Ясный Гришин голос заглушает шум в голове. Она говорит, что здесь никто не сделает ей плохо – слишком страшатся ее саму, пришедшую за справедливостью и правдой. «Спасибо, что пришла за мной», – говорит. Врет, что папина Илюша храбра и сильна и что легко ей удается забить даже самых злых в углы – выть и скулить. Может, это ложь, может, сказка, но Ильяна верит в слова Гриши, словно дурочка, и всхлипывает, ослабевая в ее руках. Та лишь целует макушку, продолжая успокаивать, и говорит тихонько: «Сильная, сильная девочка, сильная, сильная…»

Глава семнадцатая

Буря вокруг затихает. Злые собаки больше не рвутся с цепей, снова склоняясь к кормушкам. Хозяин Стаи дал приказ молчать и разойтись – старая армейская привычка, которая всегда работает, хоть и гнетет Хозяина, однако помогает уберечь невинных и наказать виновных. Гриша заметила, что это – жест и одно-два слова, иногда фраза – и ничего больше. Не нравоучение, не унижение, не насилие – правило. И правила Стая соблюдает.

– Будьте моими гостьями, – торжественно просит Герасим, выгоняя одних стайных по домам, а другую часть – по делам. Становится ясно, что в этом притоне (или убежище) проживает только сам Хозяин и самые близкие к нему Псы. Ильяна подозревала об их иерархии и наблюдала издали – Стая для нее является образцом дисциплины, которую она пыталась перенять. По сравнению с тем, что творят эти ребята, их РЁВовские поползновения – детская шалость.

Ильяна трясется от ярости в Гришиных руках. Та старается удерживать ее – но с извилистой кошкой это не так-то просто.

– Нам нужно в ванную, – хрипло произносит Гриша, не привыкшая вести беседы после дня на цепи. Ну и методы у этого мужика, просто жуть. Зато рабочие: зубы чешутся, хочется кого-нибудь загрызть. Подобное в них, в хортах, подавляют в учебные годы. Ломают, если надо.

– По коридору и направо, – кивает Герасим, понимая, что противостоять тут бесполезно. «Женские штучки», как он думает, ему даются тяжко.

Гриша буквально хватает Ильяну и силком тащит ее в нужном направлении – как бы та не цеплялась за косяки дверей, обламывая ногти. Похоже, паническая атака, которую Илля испытала из-за спущенных на нее хортов, теперь переросла в настоящее бешенство – это подтверждает расцарапанное лицо Гриши, отразившееся в заляпанном зеркале. Порядком квартира не блещет, но Гриша, привыкшая к условиям похуже, без брезгливости вертит чуть поржавевший вентиль. Болевой синдром выворачивает запястье, и приходится крепко сжать зубы, лишь бы не вскрикнуть. Безмятежность из Гришиной жизни ушла с приходом Ильяны, и теперь старые травмы ноют с новой силой. Как колени на дождь – только ливень никогда не прекратится.

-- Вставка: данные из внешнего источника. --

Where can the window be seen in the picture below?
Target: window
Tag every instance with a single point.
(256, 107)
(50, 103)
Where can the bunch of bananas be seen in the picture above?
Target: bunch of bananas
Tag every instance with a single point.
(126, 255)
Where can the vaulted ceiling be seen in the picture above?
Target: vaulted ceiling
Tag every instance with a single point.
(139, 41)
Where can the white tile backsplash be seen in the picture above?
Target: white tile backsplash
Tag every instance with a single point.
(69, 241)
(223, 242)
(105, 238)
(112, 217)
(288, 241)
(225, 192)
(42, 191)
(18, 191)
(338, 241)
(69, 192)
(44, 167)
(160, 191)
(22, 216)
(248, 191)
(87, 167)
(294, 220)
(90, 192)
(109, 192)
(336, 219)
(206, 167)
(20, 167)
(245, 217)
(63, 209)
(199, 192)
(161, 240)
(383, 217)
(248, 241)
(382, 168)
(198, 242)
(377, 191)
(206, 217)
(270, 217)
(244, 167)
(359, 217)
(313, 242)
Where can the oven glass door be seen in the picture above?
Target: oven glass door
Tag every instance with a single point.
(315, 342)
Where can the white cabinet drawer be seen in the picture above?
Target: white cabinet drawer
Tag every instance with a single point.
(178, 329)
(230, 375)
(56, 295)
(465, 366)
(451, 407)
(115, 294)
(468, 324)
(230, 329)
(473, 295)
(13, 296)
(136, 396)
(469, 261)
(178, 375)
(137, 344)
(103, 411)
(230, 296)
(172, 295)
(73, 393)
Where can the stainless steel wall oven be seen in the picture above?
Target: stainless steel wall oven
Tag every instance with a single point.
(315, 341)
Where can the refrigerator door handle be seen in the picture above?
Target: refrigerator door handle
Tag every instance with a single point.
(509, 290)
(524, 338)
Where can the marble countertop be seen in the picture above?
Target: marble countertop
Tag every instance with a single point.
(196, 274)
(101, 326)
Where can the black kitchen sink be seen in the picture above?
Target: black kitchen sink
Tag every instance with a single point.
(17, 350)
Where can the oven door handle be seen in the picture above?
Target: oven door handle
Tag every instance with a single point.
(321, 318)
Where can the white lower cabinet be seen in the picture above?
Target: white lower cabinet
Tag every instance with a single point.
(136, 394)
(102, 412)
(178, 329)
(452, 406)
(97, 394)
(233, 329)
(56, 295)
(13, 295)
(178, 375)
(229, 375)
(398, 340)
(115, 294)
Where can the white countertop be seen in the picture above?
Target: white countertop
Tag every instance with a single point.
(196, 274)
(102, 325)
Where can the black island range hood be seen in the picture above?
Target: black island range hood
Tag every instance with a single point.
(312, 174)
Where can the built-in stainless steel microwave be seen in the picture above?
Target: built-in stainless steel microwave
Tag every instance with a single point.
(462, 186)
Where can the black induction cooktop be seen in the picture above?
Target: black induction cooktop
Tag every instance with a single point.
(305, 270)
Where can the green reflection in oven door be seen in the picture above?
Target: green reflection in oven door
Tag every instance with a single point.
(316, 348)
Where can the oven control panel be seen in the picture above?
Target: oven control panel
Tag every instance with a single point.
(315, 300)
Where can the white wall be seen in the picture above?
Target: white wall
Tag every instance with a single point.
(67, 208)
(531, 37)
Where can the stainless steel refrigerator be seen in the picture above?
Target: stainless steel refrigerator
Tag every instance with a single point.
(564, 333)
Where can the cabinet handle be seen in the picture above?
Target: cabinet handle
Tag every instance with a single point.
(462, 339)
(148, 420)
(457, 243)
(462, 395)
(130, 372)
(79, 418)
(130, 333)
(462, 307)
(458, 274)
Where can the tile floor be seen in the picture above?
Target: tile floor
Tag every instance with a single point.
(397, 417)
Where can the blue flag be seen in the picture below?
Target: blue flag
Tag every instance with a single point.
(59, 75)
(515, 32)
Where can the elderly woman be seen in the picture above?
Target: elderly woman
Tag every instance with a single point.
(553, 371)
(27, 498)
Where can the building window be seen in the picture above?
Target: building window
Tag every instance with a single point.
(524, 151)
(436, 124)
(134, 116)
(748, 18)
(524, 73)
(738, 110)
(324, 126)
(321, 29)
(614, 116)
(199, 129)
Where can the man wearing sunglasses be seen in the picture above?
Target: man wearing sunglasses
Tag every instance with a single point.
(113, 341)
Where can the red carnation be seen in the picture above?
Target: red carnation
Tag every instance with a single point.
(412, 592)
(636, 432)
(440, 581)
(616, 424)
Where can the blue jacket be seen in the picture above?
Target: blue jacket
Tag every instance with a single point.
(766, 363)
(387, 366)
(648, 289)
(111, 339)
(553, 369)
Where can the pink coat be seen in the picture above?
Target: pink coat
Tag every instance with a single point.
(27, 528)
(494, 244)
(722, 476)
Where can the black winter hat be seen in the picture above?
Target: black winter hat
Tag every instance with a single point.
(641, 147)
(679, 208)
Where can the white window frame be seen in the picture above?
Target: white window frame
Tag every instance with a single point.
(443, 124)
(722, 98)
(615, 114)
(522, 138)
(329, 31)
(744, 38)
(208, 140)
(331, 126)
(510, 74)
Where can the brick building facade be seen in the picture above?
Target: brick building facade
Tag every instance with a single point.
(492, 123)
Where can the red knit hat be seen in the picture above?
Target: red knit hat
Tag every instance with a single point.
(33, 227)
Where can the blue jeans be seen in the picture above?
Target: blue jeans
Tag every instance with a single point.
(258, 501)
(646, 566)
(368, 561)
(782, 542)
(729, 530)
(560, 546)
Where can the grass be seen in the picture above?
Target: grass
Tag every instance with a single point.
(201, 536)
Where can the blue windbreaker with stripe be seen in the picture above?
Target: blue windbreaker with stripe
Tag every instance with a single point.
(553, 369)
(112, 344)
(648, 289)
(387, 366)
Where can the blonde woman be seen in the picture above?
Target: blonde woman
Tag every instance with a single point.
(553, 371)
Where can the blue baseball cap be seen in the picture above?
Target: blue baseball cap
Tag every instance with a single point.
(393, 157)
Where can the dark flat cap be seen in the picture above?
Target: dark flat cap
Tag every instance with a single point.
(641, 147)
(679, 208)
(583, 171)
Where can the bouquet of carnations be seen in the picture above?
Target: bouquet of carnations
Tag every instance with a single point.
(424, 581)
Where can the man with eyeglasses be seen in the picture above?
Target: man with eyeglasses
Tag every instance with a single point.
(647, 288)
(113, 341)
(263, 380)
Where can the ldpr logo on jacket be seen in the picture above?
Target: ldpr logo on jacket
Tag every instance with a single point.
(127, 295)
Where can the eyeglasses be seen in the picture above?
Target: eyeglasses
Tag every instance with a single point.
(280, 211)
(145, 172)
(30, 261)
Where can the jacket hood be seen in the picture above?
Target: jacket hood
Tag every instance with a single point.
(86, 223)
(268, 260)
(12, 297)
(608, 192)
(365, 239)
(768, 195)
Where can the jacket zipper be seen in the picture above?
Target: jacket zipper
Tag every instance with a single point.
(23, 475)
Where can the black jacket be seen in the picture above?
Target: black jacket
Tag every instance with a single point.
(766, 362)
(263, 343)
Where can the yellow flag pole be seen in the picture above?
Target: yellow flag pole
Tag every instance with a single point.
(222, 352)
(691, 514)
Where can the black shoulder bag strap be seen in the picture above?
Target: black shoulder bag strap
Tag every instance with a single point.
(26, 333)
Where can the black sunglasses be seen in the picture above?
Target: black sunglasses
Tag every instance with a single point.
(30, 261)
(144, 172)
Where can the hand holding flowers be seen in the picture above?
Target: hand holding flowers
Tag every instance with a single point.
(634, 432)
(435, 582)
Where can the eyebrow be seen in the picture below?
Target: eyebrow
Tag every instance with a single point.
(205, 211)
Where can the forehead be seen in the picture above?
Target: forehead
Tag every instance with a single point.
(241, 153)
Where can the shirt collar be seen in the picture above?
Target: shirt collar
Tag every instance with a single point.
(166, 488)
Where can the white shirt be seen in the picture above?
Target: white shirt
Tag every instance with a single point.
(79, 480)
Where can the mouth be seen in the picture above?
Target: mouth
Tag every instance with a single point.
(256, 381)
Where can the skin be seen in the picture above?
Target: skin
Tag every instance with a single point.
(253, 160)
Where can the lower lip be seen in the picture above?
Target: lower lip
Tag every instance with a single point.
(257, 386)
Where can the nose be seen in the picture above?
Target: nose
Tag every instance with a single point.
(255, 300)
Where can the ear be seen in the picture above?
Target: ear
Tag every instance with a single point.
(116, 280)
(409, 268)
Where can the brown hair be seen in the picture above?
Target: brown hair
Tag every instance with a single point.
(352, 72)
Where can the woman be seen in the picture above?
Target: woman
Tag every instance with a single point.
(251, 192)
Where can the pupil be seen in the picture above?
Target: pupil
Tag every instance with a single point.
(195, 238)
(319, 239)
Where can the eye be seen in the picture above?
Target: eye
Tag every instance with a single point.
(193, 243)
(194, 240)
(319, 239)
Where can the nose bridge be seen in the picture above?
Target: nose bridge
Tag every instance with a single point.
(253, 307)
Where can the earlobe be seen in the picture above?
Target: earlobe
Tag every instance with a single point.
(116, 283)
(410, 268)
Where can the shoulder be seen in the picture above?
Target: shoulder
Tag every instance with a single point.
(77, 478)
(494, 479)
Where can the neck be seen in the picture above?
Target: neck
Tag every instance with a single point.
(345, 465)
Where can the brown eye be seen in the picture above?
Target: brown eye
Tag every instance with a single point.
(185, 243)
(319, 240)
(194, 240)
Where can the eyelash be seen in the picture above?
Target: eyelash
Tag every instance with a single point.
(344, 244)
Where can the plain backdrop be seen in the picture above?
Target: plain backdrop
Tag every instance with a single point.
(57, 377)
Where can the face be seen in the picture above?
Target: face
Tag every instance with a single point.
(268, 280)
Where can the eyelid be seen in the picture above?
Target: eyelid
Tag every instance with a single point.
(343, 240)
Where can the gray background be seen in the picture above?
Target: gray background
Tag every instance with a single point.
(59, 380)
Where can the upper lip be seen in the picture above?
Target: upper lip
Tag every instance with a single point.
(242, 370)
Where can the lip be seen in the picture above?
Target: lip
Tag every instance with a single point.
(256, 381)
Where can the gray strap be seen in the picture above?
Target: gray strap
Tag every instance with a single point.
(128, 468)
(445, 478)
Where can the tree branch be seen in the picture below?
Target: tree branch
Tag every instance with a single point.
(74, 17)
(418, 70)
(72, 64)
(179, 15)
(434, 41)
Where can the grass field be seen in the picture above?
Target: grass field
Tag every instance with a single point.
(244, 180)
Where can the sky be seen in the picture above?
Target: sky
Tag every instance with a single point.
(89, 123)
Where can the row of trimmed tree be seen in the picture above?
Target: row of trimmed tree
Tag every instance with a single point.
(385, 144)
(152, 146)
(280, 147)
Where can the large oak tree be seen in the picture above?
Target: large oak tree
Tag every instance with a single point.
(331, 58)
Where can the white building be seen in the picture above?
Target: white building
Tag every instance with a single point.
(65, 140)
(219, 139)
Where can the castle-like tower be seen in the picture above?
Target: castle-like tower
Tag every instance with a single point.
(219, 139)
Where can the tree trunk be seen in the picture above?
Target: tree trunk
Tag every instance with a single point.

– Моя очередь тебя спасать, умолкни! – Переходя почти на рык, Гриша старается осторожно усадить дурную на бортик ванной, чтобы умыть ей лицо рукой, а не топить, как котенка, в раковине. Ильяна кричит кошачьим визгом так, что закладывает в ушах. – Да не вертись ты!

Ильяна упирается в Гришу ногами и хорошенько отталкивает ее, впечатывая в крепко закрытую дверь. Сама валится в чугунную ванну, на удивление даже не ударяясь ни головой, ни спиной. Фыркает, роняя на себя кусок хозяйственного мыла, и беспомощно мяукает, когда застревает каблуком в решетке полки для мочалок. Такой приблуды для мытья, как у этого преступника, Гриша не видела никогда – в их общаге обычный, пластиковый, с маленькой неудобной головкой, пожелтевший от времени. Тут же – неведомая вещь! – большая плашка с дырками под потолком, которая грубыми наждачными руками начищена до блеска. Хоть устройства Гриша не знала, включить все же смогла – и на Ильянину голову дождем полилась холодная вода.